HSC Fräsen von Teilen der Spritzgussform.

HSC Fräsen von Teilen der Spritzgussform.

Viele Produkte sollen unsere Sinne ansprechen. So auch Schokolade. Obwohl der Geschmack einer der Gründe ist, weshalb Schokolade so beliebt ist, ist auch die optische Erscheinung ein wichtiger Faktor. Die in der Schweiz ansässige Max Riner, Rupperswil, sorgt dafür, dass Schokolade appetitlich aussieht. Ihre Formen werden von allen weltweit führenden Schokoladenherstellern verwendet. Diese Formen müssen nicht nur den künstlerischen und unternehmerischen Anforderungen des Schokoladenproduzenten genügen, sondern auch den technischen Spezifikationen der zur Massenpr

oduktion eingesetzten Maschinen. Das Schweizer Unternehmen arbeitet dabei sowohl mit dem Maschinenhersteller als auch dem Endkunden – dem Schokoladenproduzenten – zusammen, um die jeweils geeignete Form zu entwerfen.

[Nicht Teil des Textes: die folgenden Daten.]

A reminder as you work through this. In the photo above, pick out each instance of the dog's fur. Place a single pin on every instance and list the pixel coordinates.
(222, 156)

Vor 70 Jahren von Max Riner gegründet, wird das Unternehmen heute in zweiter und dritter Generation geführt. „Unsere größte geschäftliche Herausforderung besteht darin, im globalen Vergleich wettbewerbsfähig zu sein”, sagt Urs Truttmann, technischer Direktor. „Wir müssen uns gegen zahlreiche Hersteller kostengünstiger Formen behaupten. Und da die Kostenstruktur in der Schweiz höher ist als in vielen anderen Ländern, können wir in dieser Hinsicht nicht konkurrieren. Wir sind jedoch bekannt für die exzellente Qualität unserer Polycarbonat-Formen sowie die Tatsache, dass wir äußerst flexibel sind und jeder Anfrage nachkommen können. Unser Ziel ist es, dieses Kapital weiter auszubauen und in einen Wettbewerbsvorteil zu verwandeln”, erklärt er.

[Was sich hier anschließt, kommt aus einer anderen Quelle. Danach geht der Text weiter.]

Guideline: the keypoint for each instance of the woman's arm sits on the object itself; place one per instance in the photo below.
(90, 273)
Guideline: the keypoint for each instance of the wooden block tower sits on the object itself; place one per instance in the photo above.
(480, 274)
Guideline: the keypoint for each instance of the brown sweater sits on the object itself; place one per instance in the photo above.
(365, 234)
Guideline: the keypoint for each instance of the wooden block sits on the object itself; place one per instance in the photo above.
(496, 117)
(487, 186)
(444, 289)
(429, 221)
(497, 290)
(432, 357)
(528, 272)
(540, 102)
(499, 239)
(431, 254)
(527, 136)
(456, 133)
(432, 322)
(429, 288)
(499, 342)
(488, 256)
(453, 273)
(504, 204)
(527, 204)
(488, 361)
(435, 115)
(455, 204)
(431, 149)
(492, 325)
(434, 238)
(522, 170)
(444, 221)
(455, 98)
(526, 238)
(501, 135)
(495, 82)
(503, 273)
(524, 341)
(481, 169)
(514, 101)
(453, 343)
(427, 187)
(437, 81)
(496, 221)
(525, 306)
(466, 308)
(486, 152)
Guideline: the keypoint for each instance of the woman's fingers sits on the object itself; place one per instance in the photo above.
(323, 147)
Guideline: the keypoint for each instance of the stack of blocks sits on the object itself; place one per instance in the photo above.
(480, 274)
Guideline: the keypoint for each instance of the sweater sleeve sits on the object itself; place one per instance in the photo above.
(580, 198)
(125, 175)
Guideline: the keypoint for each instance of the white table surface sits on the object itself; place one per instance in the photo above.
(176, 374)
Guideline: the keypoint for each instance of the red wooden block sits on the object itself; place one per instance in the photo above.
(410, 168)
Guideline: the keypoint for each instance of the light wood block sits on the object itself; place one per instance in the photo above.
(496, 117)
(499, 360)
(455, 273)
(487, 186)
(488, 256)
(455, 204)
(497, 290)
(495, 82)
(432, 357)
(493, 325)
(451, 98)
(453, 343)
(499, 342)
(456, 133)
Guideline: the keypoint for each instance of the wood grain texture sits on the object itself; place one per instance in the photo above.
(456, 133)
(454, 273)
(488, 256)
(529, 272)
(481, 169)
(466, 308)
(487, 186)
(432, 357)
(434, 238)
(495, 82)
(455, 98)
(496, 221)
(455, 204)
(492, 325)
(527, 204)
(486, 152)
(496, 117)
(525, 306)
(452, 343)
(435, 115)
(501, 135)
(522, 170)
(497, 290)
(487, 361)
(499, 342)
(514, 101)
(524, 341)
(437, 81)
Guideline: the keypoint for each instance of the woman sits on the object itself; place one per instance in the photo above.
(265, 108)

20 Kavitäten für 20 Schokoladensorten

Hat ein Hersteller eine Idee für ein neues Schokoladenprodukt, kann er sich darauf verlassen, dass Max Riner es für ihn entwickeln oder seine Designvorschläge optimieren kann. „Jede Form wird exakt nach den Kundenspezifikationen angefertigt”, betont Truttmann. „Wir sind bereits in der frühen Entwicklungsphase beteiligt und bringen unsere gesamte Erfahrung ein, um eine Form zu kreieren, die in einer ästhetisch ansprechenden Schokolade resultiert. Ist die Form nicht korrekt gestaltet, kann der Entnahmevorgang sogar die Schokolade beschädigen.” Die Besonderheiten der Massenproduktion machen die Entwicklung industrieller Schokoladenformen zu einer komplexen Angelegenheit. „Beispielsweise kann eine Form 20 Kavitäten haben, um 20 Schokoladen herzustellen, wobei jede Kavität kleine Details wie Logos oder Reliefs aufweisen kann. Diese versehen die Schokolade mit speziellen ‘Gravuren’”, erläutert Truttmann.

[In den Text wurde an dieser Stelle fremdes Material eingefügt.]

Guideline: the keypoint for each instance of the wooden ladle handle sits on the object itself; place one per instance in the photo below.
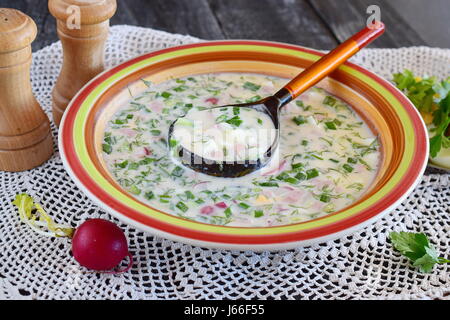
(329, 62)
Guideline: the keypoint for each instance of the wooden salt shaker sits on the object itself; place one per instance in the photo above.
(83, 29)
(25, 135)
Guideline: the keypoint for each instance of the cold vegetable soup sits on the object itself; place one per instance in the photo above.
(327, 156)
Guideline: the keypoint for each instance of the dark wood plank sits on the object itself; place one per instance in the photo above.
(282, 20)
(433, 24)
(345, 17)
(193, 17)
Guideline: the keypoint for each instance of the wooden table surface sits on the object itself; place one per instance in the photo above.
(319, 24)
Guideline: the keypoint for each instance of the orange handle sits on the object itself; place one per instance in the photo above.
(329, 62)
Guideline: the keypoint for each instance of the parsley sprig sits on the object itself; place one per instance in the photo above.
(430, 97)
(417, 248)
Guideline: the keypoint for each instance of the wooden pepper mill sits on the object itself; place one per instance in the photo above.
(25, 135)
(83, 27)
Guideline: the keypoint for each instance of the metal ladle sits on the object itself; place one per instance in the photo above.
(271, 106)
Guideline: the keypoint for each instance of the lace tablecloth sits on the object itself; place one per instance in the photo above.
(360, 266)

„Bei der Massenproduktion muss jede einzelne Schokolade exakt dasselbe Gewicht haben. Aus rechtlichen Gründen darf keine zu leicht sein, und aus wirtschaftlichen Gründen darf keine zu schwer sein. Unser Job ist es sicherzustellen, dass jede Kavität exakt dasselbe Volumen und dieselben Abmessungen aufweist. Außerdem müssen sich die Formen zur industriellen Handhabung eignen, weil sie während des Produktionsvorgangs gewaschen, gehämmert, vibriert und verdreht werden. Sie müssen daher sowohl flexibel als auch widerstandsfähig sein. Zudem müssen sie so gestaltet sein, dass sich die Schokolade leicht entnehmen lässt und die Form nicht unnötig beansprucht wird. Dies alles stellt uns vor große Herausforderungen”, sagt Truttmann. In der Vergangenheit hat Max Riner seine Formen und Werkzeuge mit Hilfe verschiedener 2D-Programme entworfen. Mit zunehmendem Wettbewerbsdruck in der Branche musste das Unternehmen jedoch seine Prozesse verschlanken, kreativer und präziser arbeiten und die Zusammenarbeit mit seinen Kunden optimieren. „Früher haben wir ein 2D-CAD-Tool zum Anfertigen der Formen und Werkzeuge benutzt und mit einem weiteren Tool die Oberflächen gestaltet. Anhand der daraus resultierenden 3D-Daten haben wir das NC-Programm erstellt”, beschreibt Truttmann. „Diese Vorgehensweise war jedoch immer wieder mit bestimmten Schwierigkeiten verbunden, so dass wir unsere Designs häufig überarbeiten mussten. Dadurch wurde die gesamte Produktionskette unterbrochen. Außerdem war es schwierig, das Feedback des Kunden einzubinden. Deshalb brauchten wir mehr Datenintegration und -kompatibilität.”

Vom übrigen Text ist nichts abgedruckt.